Winning Miss India Kenya in 2000. That was a remarkable milestone for me. Working at Capital FM was also humbling. I met and interacted with thousands of fans and listeners. It was unbelievable. I have also worked with the United Nations High Commission for Refugees (UNHCR), creating awareness on the sticky issues surrounding the current influx of refugees in Africa. I am currently active in raising awareness on mental health issues in the country. I have been invited to speak to different audiences while doing mentorship. I have been privileged to meet my role models, which is no mean feat.

The media landscape has changed dramatically over the years. Your thoughts on this?

Social media is now a big deal. It allows you to grow your brand, and to reach diverse audiences. In mainstream media, we have editors or programme controllers who monitor and guide what you say and do, but there are no gatekeepers on social media. You should therefore carry yourself with dignity around that space, especially if you hope to build a respectable and admirable brand.

What can upcoming media personalities do to stand out from the rest?

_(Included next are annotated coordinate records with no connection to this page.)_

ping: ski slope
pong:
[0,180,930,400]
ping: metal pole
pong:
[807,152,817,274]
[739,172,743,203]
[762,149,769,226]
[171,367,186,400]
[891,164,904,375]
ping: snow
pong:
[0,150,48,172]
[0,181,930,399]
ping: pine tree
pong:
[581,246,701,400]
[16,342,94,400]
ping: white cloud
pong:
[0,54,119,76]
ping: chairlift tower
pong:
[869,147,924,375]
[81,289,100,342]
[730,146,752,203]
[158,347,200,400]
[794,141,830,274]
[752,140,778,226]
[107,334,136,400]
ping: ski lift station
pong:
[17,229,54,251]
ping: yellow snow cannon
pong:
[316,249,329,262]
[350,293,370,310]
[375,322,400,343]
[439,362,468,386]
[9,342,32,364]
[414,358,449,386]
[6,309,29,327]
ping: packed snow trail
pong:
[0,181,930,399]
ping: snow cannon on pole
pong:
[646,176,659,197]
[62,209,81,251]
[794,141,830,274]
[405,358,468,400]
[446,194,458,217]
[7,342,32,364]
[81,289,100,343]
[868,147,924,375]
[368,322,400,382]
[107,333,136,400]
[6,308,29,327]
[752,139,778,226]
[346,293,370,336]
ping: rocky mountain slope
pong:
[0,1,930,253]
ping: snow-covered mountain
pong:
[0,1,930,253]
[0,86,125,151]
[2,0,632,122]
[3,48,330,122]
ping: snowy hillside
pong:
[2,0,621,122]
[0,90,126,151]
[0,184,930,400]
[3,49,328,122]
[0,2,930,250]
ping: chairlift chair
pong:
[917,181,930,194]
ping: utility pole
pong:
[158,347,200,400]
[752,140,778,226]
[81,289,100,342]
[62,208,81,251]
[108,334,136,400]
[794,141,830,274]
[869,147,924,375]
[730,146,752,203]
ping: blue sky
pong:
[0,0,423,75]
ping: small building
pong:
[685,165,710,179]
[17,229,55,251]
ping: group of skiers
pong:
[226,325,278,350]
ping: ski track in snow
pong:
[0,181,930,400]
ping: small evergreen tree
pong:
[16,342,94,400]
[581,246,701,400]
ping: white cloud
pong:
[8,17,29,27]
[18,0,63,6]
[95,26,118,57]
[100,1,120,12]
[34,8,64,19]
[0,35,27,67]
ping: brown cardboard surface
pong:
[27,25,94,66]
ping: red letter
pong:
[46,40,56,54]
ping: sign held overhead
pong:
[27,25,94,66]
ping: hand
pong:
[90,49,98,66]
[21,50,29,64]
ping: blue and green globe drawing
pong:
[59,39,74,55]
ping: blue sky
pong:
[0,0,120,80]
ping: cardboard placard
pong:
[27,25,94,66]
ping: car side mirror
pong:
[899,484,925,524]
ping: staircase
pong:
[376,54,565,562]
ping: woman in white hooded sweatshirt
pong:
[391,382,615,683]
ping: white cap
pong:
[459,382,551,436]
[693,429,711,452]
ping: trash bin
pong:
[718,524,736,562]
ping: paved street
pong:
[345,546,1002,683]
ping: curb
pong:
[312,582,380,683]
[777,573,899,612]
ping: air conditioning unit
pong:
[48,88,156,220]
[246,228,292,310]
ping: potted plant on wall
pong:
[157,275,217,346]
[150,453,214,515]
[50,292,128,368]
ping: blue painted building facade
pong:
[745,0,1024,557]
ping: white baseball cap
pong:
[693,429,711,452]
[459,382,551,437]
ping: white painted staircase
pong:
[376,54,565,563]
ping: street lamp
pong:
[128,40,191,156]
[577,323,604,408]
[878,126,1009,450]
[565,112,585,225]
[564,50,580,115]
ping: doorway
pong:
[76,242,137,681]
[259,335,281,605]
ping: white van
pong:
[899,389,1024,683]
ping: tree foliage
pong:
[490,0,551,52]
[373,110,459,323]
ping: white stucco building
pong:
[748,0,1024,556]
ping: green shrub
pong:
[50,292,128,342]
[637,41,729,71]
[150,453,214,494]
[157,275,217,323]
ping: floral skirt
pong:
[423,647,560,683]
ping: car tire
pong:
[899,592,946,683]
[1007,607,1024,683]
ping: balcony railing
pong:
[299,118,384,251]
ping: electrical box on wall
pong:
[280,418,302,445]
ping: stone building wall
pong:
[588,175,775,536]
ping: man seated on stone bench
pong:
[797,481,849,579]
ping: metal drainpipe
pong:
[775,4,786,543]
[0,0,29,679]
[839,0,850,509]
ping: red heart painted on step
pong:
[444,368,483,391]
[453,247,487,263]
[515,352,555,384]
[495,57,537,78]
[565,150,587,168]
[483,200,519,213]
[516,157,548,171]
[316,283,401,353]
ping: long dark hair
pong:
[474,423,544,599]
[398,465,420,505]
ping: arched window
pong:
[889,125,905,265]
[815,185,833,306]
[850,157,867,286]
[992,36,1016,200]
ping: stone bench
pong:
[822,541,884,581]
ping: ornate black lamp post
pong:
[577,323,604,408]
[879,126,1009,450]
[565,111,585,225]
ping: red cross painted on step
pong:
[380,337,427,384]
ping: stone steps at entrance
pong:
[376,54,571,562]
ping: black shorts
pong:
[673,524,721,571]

What journalists report today can impact the future of all Kenyans. Journalists are the real influencers. They have the power to create the future that they wish for their children and grandchildren. For your career to be significant, you must stand up for the truth, and hold political, religious, community and business leaders to account.

What do you admire most about Kenyan youth?

They are witty and easy-going, but also extremely hard-working and talented. The biggest problem afflicting them, however, is a shortage of business and employment opportunities.

What is your view on unpaid internship?

If you can work without pay, do it! You may not get monetary gain, but you will be building a career. Getting one foot across the door is a step closer to your dream. I know there’s been a lot of polarising debate on this issue recently, which highlights the growing discontentment among young graduates. It is up to the government to invest more in our youth, so that they are not exploited by corporates.

You host live panel discussions on mental health every week. How did this happen?

My weekly forum is called ‘‘What Women Want’’. We focus on a wide range of topics such as relationships, finances, life skills, maternal health, public speaking and mental health. My aim is to empower and educate both men and women. We are so used to watching such discussions on TV that we sometimes forget the power of face to face interactions, and networking. We usually hold the discussions in informal settings so that attendees can meet new people and to learn from one another. It is also free.

Tell us about your recent TEDx talk.

My talk was about how we have lost our morals and self-respect as Kenyans, and how negatively this has affected us. The country ought to trace its footsteps, and embrace morality once more. I have done other talks on stage, mostly focusing on how to seize the opportunities available to us. My maiden TEDx talk was about being in and getting the most out of the present.

What insights would you offer young professionals based on your own experiences?

Above everything, you need to believe in yourself. The world is very competitive, but you only need to compete with yourself to truly succeed. I strongly believe in the journey of self-love. Once you discover who you are, no matter where you are in your life and career, everything becomes clearer. It may sound simple, but when you appreciate yourself, you build the confidence necessary to take on the challenges that life might throw at you.

What do you live for?

My family, myself and my career.

What’s the secret to creating a successful brand?

It starts with authenticity. You must be genuine in whatever you set out to create. The brand must also reflect your personality. This is the toughest part, but being consistent in what you offer to the market goes a long way in cementing your position. I once did a presentation on personal branding at Strathmore Business School, and that has since become my favourite subject to teach.

Has someone ever encouraged to pursue a cause you were not keen on?

Yes, I have been asked to try my hand at politics. But that arena is just not for me. However, I am determined to continue changing the way we conduct ourselves politically, but from the side lines.

What else do you do?

I am an active and enthusiastic yogi. I also lip-sync videos for local comedy artists, including Teacher Wanjiku and Eric Omondi. Laughter is the best therapy.